A custom GPT is a configured GPT instance that can use uploaded knowledge and external actions to perform tasks for a specific purpose. In security terms, it is not just a prompt wrapper. It can expose data, call services, and inherit the permissions of the credentials tied to it.
Expanded Definition
A custom GPT is a configured GPT instance that can use uploaded knowledge, external actions, and connected services to complete a bounded task set for a specific purpose. Security teams should treat it as an identity-bearing AI endpoint, not a harmless prompt wrapper, because it can read data, invoke tools, and operate under the permissions of attached credentials.
Definitions vary across vendors and product lines, but the security question is consistent: what data can the instance reach, what actions can it trigger, and what trust is being inherited from the surrounding environment? That makes custom GPTs closely related to NHI governance, secrets handling, and agentic access control. The NIST Cybersecurity Framework 2.0 is useful here because it frames the need to identify, protect, and monitor systems that hold or process sensitive information. For NHI practitioners, a custom GPT should be classified by its connected tools, knowledge sources, and credential scope, then reviewed like any other privileged workload.
The most common misapplication is treating a custom GPT as a static knowledge base, which occurs when teams overlook its tool permissions, uploaded content, or delegated API access.
Examples and Use Cases
Implementing custom GPTs rigorously often introduces governance overhead, requiring organisations to weigh faster task automation against tighter approval, monitoring, and credential controls.
- A support assistant is connected to internal ticketing data and can create or update cases, so its access must be limited to the minimum ticket fields needed.
- A sales GPT is given product documentation plus CRM actions, which means customer records and outbound changes need logging, review, and revocation paths.
- A developer-facing GPT can query repositories and call build services, making secret exposure and overbroad CI/CD permissions a real risk.
- A compliance GPT uses uploaded policy packs and external retrieval, so document provenance and freshness become part of the control design.
These patterns are directly connected to the NHI security issues described in Ultimate Guide to NHIs, especially where credentials, service accounts, and API keys are involved. The same operational logic also aligns with NIST Cybersecurity Framework 2.0 expectations for asset awareness and protection of systems that process sensitive data.
In practice, the key design choice is whether the custom GPT should act only as a retrieval layer or be allowed to perform state-changing actions on behalf of the user or system.
Why It Matters in NHI Security
Custom GPTs matter because they can become a hidden NHI pathway: they may inherit access from service accounts, API keys, or delegated tokens while presenting themselves to users as a simple productivity tool. That creates a gap between perceived and actual privilege, which is exactly where secret sprawl, weak offboarding, and excessive access tend to accumulate. NHI Management Group notes that 97% of NHIs carry excessive privileges, increasing unauthorised access and broadening the attack surface, which is especially relevant when a custom GPT can act across multiple systems under one credential set.
Governance should therefore include inventorying each GPT, enumerating every knowledge source and action, rotating or scoping its secrets, and disabling unused integrations. It also means monitoring for prompt injection, data exfiltration, and unintended tool execution, because the threat is not limited to model output.
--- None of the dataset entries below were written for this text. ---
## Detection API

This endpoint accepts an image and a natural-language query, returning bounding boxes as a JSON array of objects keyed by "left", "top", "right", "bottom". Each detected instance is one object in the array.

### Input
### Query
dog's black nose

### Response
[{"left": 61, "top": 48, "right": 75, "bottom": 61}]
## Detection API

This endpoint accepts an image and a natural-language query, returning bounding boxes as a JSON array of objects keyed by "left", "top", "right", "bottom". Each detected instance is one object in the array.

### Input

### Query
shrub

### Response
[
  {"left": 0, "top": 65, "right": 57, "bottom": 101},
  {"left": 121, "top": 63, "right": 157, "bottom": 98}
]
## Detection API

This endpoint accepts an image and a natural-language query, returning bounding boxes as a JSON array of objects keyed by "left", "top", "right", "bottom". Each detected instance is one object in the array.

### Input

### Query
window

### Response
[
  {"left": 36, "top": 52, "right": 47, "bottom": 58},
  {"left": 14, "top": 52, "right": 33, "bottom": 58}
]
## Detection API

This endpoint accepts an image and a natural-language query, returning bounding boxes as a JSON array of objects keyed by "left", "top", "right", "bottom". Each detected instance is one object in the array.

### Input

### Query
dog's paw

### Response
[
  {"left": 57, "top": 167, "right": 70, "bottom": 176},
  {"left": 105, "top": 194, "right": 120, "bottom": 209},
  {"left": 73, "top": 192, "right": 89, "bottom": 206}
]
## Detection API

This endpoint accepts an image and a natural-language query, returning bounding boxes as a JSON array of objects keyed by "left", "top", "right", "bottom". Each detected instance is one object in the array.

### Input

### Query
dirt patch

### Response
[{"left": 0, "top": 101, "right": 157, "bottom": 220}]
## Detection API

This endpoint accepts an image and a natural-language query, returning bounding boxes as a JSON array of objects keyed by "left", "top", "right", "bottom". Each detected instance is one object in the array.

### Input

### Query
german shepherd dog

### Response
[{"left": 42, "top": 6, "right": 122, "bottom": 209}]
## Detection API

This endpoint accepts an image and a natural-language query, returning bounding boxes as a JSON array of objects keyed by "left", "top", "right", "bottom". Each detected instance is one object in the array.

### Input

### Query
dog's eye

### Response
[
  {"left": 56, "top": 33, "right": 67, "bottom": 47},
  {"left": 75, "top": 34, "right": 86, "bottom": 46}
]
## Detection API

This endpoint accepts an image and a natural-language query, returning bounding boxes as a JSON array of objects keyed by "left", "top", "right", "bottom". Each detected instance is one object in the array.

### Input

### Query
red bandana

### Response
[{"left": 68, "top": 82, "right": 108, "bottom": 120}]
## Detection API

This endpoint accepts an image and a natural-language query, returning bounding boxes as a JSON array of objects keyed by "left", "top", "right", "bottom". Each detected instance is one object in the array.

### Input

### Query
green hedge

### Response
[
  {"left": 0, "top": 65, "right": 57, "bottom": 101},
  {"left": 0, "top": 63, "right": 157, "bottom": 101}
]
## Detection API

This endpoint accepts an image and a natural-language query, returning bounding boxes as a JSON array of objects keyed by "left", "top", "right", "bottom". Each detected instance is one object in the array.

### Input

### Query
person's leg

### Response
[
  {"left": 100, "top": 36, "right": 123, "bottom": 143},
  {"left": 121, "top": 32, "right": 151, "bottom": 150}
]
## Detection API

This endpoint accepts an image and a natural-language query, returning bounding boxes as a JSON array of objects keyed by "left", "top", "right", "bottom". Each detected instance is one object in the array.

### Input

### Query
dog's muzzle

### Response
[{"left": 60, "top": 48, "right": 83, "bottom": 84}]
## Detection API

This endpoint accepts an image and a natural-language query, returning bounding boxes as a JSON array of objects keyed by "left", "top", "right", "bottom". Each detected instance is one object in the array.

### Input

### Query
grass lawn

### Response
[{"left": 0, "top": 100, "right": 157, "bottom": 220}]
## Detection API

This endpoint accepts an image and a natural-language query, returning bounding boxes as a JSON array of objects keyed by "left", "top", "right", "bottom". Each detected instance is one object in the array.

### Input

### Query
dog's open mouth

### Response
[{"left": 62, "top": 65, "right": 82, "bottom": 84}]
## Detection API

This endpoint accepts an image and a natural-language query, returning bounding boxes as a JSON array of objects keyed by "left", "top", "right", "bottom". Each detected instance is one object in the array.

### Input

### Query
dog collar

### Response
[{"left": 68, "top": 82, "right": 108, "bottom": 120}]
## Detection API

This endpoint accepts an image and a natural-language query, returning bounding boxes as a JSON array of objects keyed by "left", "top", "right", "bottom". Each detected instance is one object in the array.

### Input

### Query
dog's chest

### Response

For a deeper NHI context, see Ultimate Guide to NHIs, which outlines why visibility, rotation, and offboarding are central to reducing identity risk.
Organisations typically encounter the operational risk only after a custom GPT has accessed the wrong record, triggered the wrong action, or exposed a connected secret, at which point the term becomes operationally unavoidable to address.
Standards & Framework Alignment
This section maps relevant standards and security frameworks to the operational risks and controls described in this guidance.
OWASP Non-Human Identity Top 10 and OWASP Agentic AI Top 10 address the attack and risk surface, while NIST CSF 2.0 set the governance and control requirements practitioners need to meet.
| Framework | Control / Reference | Relevance |
|---|---|---|
| OWASP Non-Human Identity Top 10 | NHI-02 | Covers secret exposure and over-permissioned non-human identities. |
| OWASP Agentic AI Top 10 | A-03 | Addresses agent tool abuse and unsafe delegated actions in LLM systems. |
| NIST CSF 2.0 | PR.AC-4 | Access permissions should reflect least-privilege and monitored use. |
Review custom GPT access paths regularly and remove any unnecessary inherited permissions.